BTW, I would recommend removing the special characters <$ from the query
name. They may cause problems.
 
R

Robert Blackwell

"_qryinactivecustomer is supposed to give you the date of the last order
each
customer placed."
Yes, and itworks perfectly

"_qryinactive<$50 gets the details for each of those last
orders. In other words, it should tell you if the last order the customer
placed was less than $50. Is that what you want?"
Yes

Then I made the new query and choose the query "_qryinactivecustomer" and
table "tblorderhdr" as the source for this query.

Then I drug MaxOfOrerDate from the orig query and joined it with OrderDate
from tblOrderhdr since those are the same two fields.

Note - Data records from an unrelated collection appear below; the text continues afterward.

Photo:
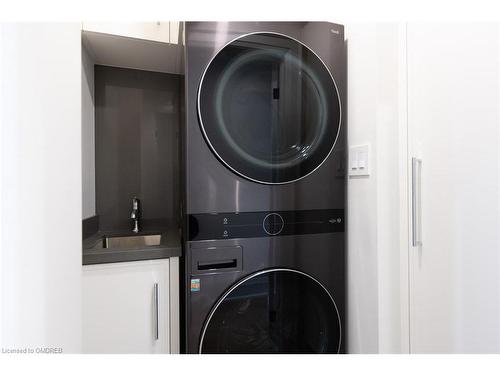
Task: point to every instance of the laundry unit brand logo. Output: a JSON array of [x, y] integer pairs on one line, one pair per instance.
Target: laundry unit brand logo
[[195, 285]]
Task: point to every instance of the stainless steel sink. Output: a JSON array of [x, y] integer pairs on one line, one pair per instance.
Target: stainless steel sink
[[131, 241]]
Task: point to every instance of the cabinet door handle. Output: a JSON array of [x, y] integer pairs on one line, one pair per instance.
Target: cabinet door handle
[[157, 311], [416, 201]]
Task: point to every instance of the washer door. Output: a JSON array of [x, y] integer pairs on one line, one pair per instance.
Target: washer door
[[269, 108], [273, 311]]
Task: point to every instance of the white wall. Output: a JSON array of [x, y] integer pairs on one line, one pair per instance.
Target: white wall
[[377, 299], [41, 185], [88, 135]]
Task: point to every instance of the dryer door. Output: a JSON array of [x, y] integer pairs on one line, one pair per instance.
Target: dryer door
[[269, 108], [273, 311]]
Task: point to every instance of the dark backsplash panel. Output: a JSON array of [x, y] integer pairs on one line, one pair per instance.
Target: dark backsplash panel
[[137, 120]]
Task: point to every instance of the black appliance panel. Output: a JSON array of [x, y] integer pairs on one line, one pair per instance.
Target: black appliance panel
[[263, 224]]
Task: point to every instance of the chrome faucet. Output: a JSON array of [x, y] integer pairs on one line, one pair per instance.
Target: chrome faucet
[[136, 214]]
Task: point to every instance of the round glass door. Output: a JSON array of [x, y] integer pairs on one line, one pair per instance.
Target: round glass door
[[273, 311], [269, 108]]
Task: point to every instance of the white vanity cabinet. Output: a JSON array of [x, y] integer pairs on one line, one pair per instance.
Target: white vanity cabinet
[[131, 307]]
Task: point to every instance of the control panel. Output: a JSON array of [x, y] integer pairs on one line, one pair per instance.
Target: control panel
[[264, 224]]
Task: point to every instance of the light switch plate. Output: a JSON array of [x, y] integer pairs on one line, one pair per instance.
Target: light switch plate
[[359, 160]]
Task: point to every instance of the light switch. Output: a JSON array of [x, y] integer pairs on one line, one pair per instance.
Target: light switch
[[359, 160]]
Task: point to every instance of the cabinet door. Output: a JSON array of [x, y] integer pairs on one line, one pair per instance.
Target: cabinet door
[[126, 307], [453, 101]]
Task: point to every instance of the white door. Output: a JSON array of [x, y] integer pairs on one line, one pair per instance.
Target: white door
[[453, 123], [126, 307]]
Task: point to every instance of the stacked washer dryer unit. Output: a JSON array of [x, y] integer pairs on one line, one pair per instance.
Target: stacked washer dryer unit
[[265, 138]]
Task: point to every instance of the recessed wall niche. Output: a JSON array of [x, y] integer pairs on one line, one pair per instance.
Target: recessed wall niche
[[137, 122]]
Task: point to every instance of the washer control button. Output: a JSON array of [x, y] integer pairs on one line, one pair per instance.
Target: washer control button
[[273, 224]]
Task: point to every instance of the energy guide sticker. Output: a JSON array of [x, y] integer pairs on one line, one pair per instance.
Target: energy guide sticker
[[195, 285]]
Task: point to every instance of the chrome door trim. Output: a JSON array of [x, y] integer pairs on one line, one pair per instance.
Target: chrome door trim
[[258, 273], [203, 127], [157, 312]]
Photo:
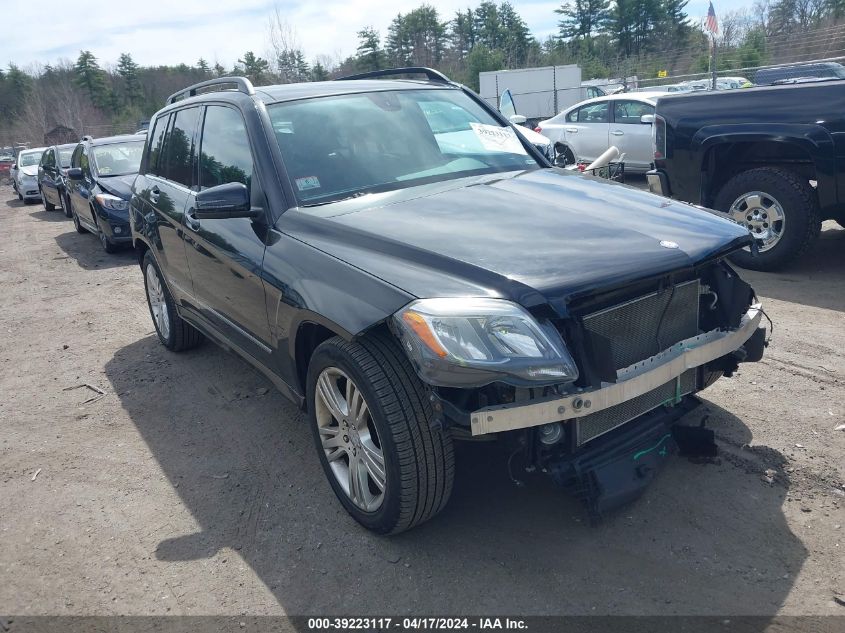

Isn't this what I'm
supposed to do(and shouldn't this be the only join neccessary)? In order to
filter out who's orders from the query "_qryinactivecustomer" were <50?

because I don't want to just see a list of totalamount dues...I want to see
a list of customers and their addresses so I can send them a mailing

Would it be too much trouble to ask for remote assistance?
 
D

Douglas J. Steele

Sorry: missed this over the weekend.
Then I drug MaxOfOrerDate from the orig query and joined it with OrderDate
from tblOrderhdr since those are the same two fields. Isn't this what I'm
supposed to do(and shouldn't this be the only join neccessary)? In order to
filter out who's orders from the query "_qryinactivecustomer" were <50?

No, it's not sufficient. You need to include the Customer number (or however
else you identify the customer). I'm assuming that _qryinactive<$50 has
something like a customer number in addition to MaxOfOrderDate. Drag that to
tblOrderhdr as well, so that there are (at least) two lines between the two
boxes.

What you're doing right now is retrieving all invoices from tblOrderhdr for
any date retrieved from _qryinactive<$50. What you want is, for each
customer, the exact invoice for their value of MaxOfOrderDate.